The Washington fallout
Such concerns mean that the idea of a third Álvaro Uribe term is poorly received in Washington, even though the Colombian president has had a strong – some would say overly submissive – relationship with the George W Bush and (so far) Barack Obama administrations. I have yet to hear or read a public expression of support from anyone in the United States foreign-policy community – left, right or centre, government or think-tank – in favour of a third term for Álvaro Uribe. Even conservatives who supported President Bush’s decision in January 2009 to grant Uribe the US Medal of Freedom (alongside Britain’s Tony Blair and Australia’s John Howard) will say only that they are grateful to the Colombian president…but that it would be better if he did not stay on.

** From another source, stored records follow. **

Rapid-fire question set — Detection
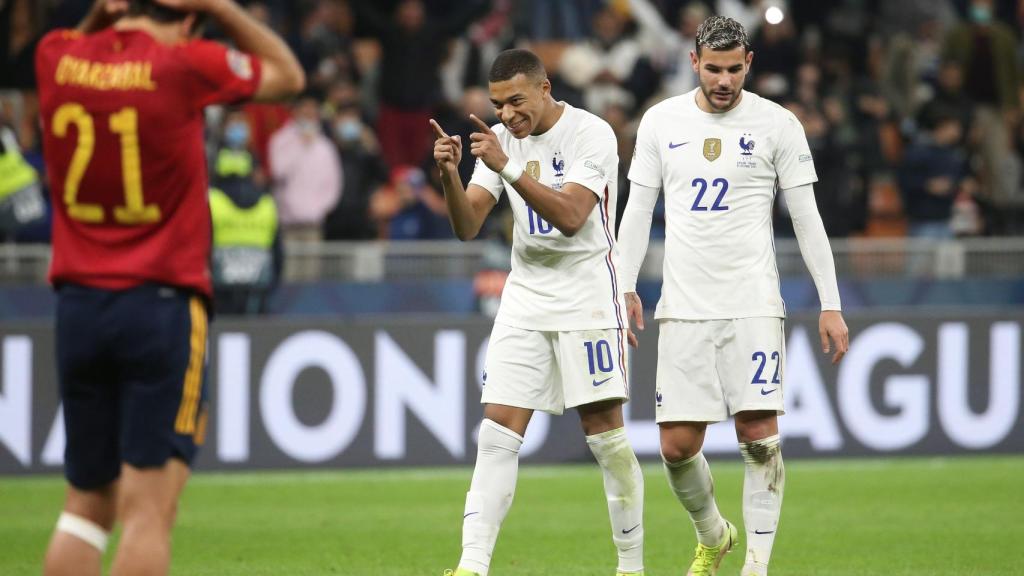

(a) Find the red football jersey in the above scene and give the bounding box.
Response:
[36,29,260,296]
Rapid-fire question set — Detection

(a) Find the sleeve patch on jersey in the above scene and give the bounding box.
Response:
[583,160,607,178]
[227,50,253,80]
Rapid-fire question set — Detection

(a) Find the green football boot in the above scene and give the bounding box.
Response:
[686,521,739,576]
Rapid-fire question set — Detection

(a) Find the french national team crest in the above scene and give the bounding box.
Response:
[551,152,565,178]
[736,134,758,168]
[526,160,541,181]
[705,138,722,162]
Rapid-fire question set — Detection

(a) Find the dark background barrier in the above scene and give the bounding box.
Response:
[0,310,1024,475]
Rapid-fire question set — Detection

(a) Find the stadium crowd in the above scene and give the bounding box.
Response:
[0,0,1024,247]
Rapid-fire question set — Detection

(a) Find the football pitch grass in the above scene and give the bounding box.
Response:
[0,456,1024,576]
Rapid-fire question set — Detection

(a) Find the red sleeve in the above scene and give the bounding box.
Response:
[36,28,82,76]
[182,40,262,108]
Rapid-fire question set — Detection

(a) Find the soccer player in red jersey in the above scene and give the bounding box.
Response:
[36,0,305,576]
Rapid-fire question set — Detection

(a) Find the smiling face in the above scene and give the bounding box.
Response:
[690,46,754,113]
[488,73,552,138]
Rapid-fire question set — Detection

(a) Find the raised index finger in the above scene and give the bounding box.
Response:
[430,118,449,138]
[469,114,494,134]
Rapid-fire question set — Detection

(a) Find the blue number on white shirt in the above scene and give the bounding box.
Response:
[583,340,614,374]
[526,205,555,234]
[690,178,729,212]
[751,351,782,384]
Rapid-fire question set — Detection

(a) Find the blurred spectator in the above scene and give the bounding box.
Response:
[775,98,867,237]
[943,0,1020,205]
[559,6,657,111]
[473,239,512,318]
[918,61,974,143]
[210,129,284,315]
[630,0,711,97]
[0,0,48,88]
[899,107,967,239]
[441,0,516,102]
[353,0,490,167]
[324,82,388,240]
[750,14,801,99]
[269,95,342,280]
[298,0,359,91]
[370,166,452,240]
[518,0,603,41]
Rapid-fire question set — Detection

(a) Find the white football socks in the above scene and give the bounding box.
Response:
[587,428,643,573]
[665,452,725,546]
[459,419,522,576]
[739,435,785,574]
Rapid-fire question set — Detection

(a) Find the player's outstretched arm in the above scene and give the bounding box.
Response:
[615,182,659,347]
[156,0,306,100]
[430,119,498,241]
[469,114,597,237]
[782,184,850,364]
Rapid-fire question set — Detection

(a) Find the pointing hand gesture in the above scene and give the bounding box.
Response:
[469,114,509,172]
[430,119,462,174]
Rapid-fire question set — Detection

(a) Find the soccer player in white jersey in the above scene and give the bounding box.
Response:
[431,49,643,576]
[618,16,849,576]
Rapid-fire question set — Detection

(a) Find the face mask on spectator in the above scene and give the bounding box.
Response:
[224,122,249,148]
[295,120,319,136]
[334,118,362,142]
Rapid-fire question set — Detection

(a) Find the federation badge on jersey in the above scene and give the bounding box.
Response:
[227,49,253,80]
[526,160,541,181]
[551,152,565,178]
[705,138,722,162]
[736,133,758,168]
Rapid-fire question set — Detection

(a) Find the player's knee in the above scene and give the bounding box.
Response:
[739,435,781,464]
[736,413,778,443]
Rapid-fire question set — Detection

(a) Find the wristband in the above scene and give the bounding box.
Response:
[498,158,523,184]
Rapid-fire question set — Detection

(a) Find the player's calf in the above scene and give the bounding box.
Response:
[739,435,785,576]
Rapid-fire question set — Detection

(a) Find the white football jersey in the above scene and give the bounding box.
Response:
[629,88,818,320]
[470,102,626,331]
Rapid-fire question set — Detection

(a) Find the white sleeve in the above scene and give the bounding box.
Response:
[630,109,662,190]
[616,182,659,293]
[782,184,843,311]
[565,120,618,196]
[773,110,818,190]
[466,153,505,201]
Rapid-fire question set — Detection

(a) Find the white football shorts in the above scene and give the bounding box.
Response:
[480,323,629,414]
[654,318,785,422]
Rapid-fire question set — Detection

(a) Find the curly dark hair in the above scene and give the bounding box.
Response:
[696,15,751,55]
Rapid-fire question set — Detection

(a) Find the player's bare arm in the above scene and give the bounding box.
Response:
[782,184,850,364]
[818,310,850,364]
[618,182,660,347]
[78,0,128,34]
[469,114,597,237]
[625,292,643,347]
[430,120,498,241]
[156,0,306,100]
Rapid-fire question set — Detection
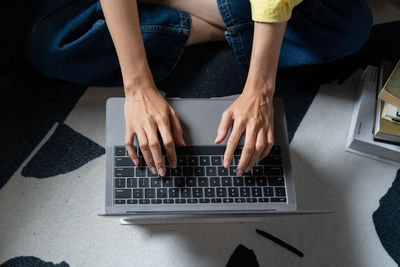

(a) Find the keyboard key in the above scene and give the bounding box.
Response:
[126,178,137,188]
[114,146,125,156]
[217,187,226,197]
[264,166,283,175]
[114,178,125,188]
[269,146,281,155]
[144,188,156,198]
[240,187,250,197]
[139,199,150,204]
[200,156,210,166]
[146,168,158,177]
[244,177,256,186]
[229,166,237,176]
[174,177,185,187]
[221,177,232,186]
[232,176,244,186]
[251,187,262,197]
[256,176,268,186]
[132,189,143,198]
[271,197,286,202]
[204,188,215,197]
[218,166,229,176]
[275,187,286,197]
[161,177,174,187]
[206,167,217,176]
[150,178,161,187]
[192,188,203,198]
[210,177,221,186]
[114,157,134,166]
[171,167,182,176]
[194,167,206,176]
[181,188,192,198]
[115,168,135,177]
[182,167,193,176]
[157,188,167,198]
[211,156,222,166]
[177,157,187,166]
[186,177,197,187]
[263,187,274,197]
[188,157,199,166]
[139,178,149,187]
[114,189,132,198]
[197,177,208,187]
[228,187,239,197]
[268,177,285,186]
[136,167,147,177]
[253,166,264,176]
[168,188,179,198]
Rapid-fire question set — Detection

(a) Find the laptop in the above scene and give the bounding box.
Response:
[104,98,297,224]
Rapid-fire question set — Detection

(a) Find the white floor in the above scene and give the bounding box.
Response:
[0,68,397,266]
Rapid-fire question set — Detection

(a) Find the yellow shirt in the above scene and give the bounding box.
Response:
[250,0,302,22]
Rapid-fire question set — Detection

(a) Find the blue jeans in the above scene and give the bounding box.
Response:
[26,0,372,86]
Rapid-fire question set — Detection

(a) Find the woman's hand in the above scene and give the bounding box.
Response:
[215,87,274,175]
[125,85,185,176]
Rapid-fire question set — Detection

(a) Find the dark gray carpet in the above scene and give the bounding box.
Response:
[372,169,400,266]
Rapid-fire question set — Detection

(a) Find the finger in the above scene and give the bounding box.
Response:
[214,109,233,144]
[258,127,275,161]
[236,128,257,175]
[168,108,186,148]
[125,130,140,166]
[136,129,157,174]
[146,123,165,176]
[224,121,244,168]
[158,122,177,168]
[245,129,267,172]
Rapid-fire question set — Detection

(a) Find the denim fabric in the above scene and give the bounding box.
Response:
[26,0,372,86]
[26,0,191,86]
[217,0,372,69]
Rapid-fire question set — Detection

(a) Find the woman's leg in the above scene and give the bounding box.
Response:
[26,0,224,86]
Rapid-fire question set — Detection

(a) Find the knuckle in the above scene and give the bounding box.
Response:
[149,140,158,148]
[139,141,149,151]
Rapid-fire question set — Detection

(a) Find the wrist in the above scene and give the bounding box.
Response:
[124,74,157,97]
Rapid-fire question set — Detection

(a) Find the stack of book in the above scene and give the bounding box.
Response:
[346,61,400,166]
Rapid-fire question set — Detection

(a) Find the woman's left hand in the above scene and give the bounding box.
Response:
[215,87,274,175]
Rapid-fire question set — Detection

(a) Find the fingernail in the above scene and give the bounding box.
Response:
[224,160,229,168]
[150,166,157,174]
[158,167,165,176]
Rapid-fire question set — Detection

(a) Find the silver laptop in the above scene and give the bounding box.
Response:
[105,98,296,223]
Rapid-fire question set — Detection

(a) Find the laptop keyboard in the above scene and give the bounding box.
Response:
[113,146,287,206]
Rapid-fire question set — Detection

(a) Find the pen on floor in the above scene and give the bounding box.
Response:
[256,229,304,258]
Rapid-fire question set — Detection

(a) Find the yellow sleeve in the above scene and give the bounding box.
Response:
[250,0,302,22]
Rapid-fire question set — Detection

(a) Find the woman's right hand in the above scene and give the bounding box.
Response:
[125,85,185,176]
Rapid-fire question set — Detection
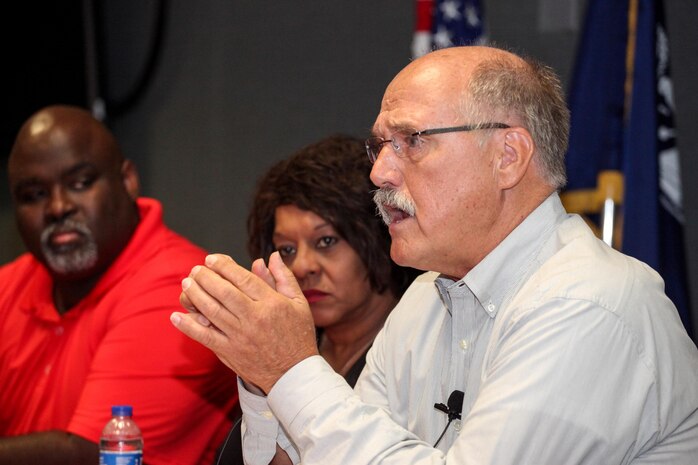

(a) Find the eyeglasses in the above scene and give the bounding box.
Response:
[366,123,510,163]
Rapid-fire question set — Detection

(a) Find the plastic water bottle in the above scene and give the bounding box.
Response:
[99,405,143,465]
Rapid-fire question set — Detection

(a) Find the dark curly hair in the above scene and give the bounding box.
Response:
[247,135,419,297]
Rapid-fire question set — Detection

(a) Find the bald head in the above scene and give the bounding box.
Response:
[9,105,124,171]
[383,46,569,190]
[8,106,139,303]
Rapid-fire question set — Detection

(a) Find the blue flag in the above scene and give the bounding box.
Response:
[563,0,692,334]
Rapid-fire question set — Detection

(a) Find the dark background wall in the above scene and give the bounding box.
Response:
[0,0,698,334]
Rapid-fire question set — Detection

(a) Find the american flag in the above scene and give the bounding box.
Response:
[412,0,486,58]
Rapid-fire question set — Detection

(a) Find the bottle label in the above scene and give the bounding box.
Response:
[99,450,143,465]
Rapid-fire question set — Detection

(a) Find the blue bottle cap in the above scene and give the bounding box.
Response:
[111,405,133,417]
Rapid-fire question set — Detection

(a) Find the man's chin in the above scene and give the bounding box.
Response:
[43,253,97,280]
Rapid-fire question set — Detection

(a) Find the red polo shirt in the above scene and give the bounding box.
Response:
[0,198,237,465]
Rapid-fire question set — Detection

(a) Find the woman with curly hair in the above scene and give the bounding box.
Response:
[247,135,417,386]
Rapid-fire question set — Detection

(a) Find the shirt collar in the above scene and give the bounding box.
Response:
[435,193,566,318]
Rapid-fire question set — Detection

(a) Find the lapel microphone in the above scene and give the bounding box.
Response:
[434,390,465,447]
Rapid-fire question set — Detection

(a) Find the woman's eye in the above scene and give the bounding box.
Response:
[317,236,339,249]
[276,245,296,258]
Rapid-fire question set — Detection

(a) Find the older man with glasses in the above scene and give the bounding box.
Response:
[172,47,698,465]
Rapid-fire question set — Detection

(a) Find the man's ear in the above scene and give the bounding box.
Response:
[497,127,535,189]
[121,160,141,201]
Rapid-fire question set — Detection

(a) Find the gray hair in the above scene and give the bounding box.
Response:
[465,57,570,190]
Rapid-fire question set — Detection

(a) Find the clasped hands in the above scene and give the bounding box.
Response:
[170,252,318,393]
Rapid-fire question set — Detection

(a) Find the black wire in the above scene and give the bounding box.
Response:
[104,0,168,117]
[434,418,453,447]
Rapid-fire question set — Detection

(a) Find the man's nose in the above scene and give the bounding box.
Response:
[371,149,402,187]
[45,186,75,221]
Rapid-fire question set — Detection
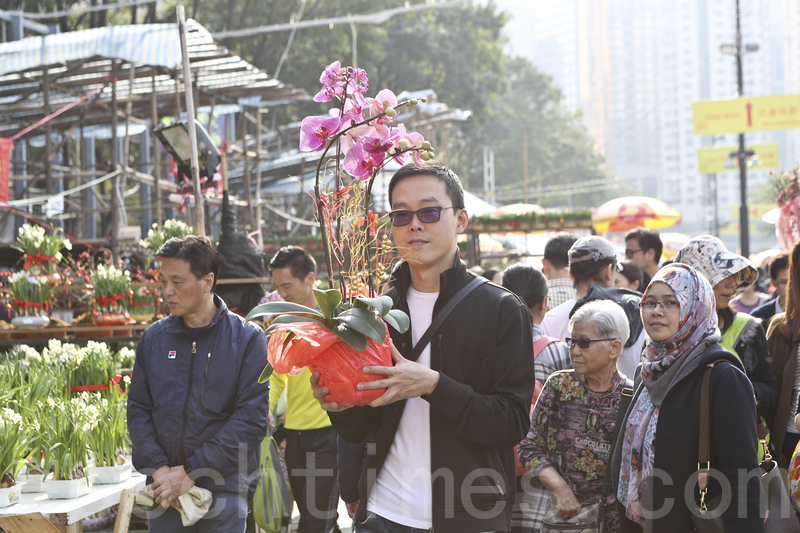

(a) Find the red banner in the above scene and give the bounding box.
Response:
[0,137,14,202]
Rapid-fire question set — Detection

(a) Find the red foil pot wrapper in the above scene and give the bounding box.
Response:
[268,322,392,405]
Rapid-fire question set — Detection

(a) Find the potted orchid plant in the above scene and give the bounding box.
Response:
[247,61,433,405]
[0,407,35,508]
[769,167,800,251]
[12,224,72,278]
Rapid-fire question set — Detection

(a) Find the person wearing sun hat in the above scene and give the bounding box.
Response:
[541,235,645,377]
[675,235,778,415]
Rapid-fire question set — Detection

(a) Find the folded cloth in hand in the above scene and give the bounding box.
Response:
[136,485,213,527]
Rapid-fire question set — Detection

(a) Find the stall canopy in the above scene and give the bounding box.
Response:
[0,20,308,137]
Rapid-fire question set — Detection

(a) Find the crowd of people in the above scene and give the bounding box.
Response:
[129,161,800,533]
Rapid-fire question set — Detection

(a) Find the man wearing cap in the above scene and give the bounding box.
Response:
[542,235,645,377]
[675,235,778,416]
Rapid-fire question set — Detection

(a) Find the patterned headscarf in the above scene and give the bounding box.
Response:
[642,263,719,382]
[675,235,758,291]
[617,263,720,526]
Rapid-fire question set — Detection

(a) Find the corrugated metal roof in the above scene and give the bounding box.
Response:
[0,20,309,137]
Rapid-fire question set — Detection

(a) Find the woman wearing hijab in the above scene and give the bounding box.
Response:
[675,235,778,417]
[767,241,800,468]
[612,263,764,533]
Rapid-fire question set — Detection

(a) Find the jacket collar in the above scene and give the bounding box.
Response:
[165,293,228,333]
[392,253,468,304]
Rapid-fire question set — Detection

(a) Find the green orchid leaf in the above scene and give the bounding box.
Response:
[264,315,328,335]
[333,326,367,352]
[356,296,394,316]
[383,309,411,333]
[258,363,272,383]
[246,302,325,321]
[314,289,342,318]
[336,309,386,344]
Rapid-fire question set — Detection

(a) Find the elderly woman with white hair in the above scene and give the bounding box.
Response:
[518,300,633,531]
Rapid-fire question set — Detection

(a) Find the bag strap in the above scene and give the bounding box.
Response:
[265,437,292,533]
[600,378,633,498]
[406,277,488,361]
[697,359,727,514]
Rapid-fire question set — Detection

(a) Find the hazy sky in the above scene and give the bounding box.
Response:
[488,0,535,59]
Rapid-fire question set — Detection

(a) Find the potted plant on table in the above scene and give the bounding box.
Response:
[8,272,55,329]
[36,392,99,499]
[11,224,72,284]
[0,407,34,508]
[91,263,131,326]
[248,61,433,405]
[89,393,132,484]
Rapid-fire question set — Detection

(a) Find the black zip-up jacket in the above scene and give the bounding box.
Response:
[611,343,764,533]
[128,295,269,493]
[329,258,535,533]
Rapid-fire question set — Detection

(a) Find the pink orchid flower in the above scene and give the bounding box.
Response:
[312,85,343,102]
[319,61,344,86]
[300,117,341,151]
[339,124,374,155]
[343,144,383,181]
[367,89,397,124]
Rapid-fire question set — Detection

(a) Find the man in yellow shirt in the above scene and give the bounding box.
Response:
[269,246,339,533]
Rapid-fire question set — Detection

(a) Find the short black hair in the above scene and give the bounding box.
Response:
[269,246,317,279]
[156,235,219,292]
[569,257,617,285]
[625,228,664,263]
[769,252,791,283]
[503,263,547,308]
[544,231,578,269]
[620,261,644,292]
[389,161,464,209]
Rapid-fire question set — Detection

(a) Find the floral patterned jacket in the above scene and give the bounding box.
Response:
[518,370,625,531]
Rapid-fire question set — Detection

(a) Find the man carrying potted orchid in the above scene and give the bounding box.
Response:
[311,161,535,533]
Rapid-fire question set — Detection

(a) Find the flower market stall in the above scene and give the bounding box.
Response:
[0,339,145,533]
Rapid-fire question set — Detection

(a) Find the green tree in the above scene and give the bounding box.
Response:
[453,57,606,205]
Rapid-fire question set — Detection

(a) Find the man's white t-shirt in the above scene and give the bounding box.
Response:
[541,300,646,379]
[367,288,439,529]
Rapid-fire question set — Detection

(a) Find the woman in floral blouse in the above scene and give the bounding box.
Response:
[518,300,629,531]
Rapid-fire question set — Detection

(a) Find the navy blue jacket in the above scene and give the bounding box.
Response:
[128,295,269,493]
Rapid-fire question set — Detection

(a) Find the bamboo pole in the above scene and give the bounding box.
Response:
[177,5,206,236]
[242,106,255,228]
[111,59,120,264]
[150,76,162,226]
[253,107,264,250]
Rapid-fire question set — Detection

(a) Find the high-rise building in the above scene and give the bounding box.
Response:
[520,0,800,251]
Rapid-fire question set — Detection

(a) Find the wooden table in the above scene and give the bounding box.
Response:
[0,324,150,347]
[0,473,146,533]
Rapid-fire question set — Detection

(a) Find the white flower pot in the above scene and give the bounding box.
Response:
[50,309,75,324]
[0,483,25,508]
[19,472,53,494]
[11,316,50,329]
[45,476,94,500]
[89,463,131,485]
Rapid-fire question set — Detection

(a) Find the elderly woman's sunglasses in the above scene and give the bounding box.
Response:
[389,206,456,226]
[564,337,616,350]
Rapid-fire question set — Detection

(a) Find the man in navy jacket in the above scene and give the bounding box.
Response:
[128,236,269,533]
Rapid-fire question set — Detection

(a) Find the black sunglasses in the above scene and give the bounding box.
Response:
[389,206,456,226]
[564,337,616,350]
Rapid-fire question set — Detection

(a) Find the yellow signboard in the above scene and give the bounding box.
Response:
[692,94,800,135]
[697,143,780,174]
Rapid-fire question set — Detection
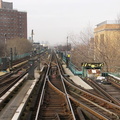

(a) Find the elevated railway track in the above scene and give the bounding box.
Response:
[1,50,120,120]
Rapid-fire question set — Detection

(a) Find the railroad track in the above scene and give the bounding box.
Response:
[84,77,120,106]
[18,51,120,120]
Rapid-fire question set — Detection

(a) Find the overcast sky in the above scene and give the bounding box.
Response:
[7,0,120,44]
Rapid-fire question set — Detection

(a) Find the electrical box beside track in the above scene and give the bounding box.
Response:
[81,63,104,78]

If Uribe does stay on, US aid to Colombia would continue, though gradual reductions would continue from the current levels of over $500 million per year. Aid will likely become less military in nature, and more aimed at improving rural governance, judicial capacities, and assistance to displaced populations. Uribe would still be considered a friend of the United States, but he would be a friend held decidedly at arms’ length, rather like Peru’s Alberto Fujimori during Bill Clinton’s second term. Relations with President Obama would be cordial but distant.
If Uribe announces an intention to run, the biggest Colombia-related issue before the Democratic-majority US Congress – the bilateral free-trade agreement signed in late 2006 and still awaiting ratification – would go into a deep freeze. The image of a leader changing the constitution to cling to power for what would become twelve years would be enough to sour opinion on what is already – given Colombia’s severe labour-rights and human-rights challenges – a very controversial agreement. Obama administration officials would never say it out loud, but they are quite aware that a third Uribe presidential campaign would give the free-trade agreement’s opponents all of the ammunition they need.
It is rare that so much hangs on the decision of a Colombian leader. This is one such moment.
Adam Isacson is director of programmes at the Center for International Policy, Washington DC.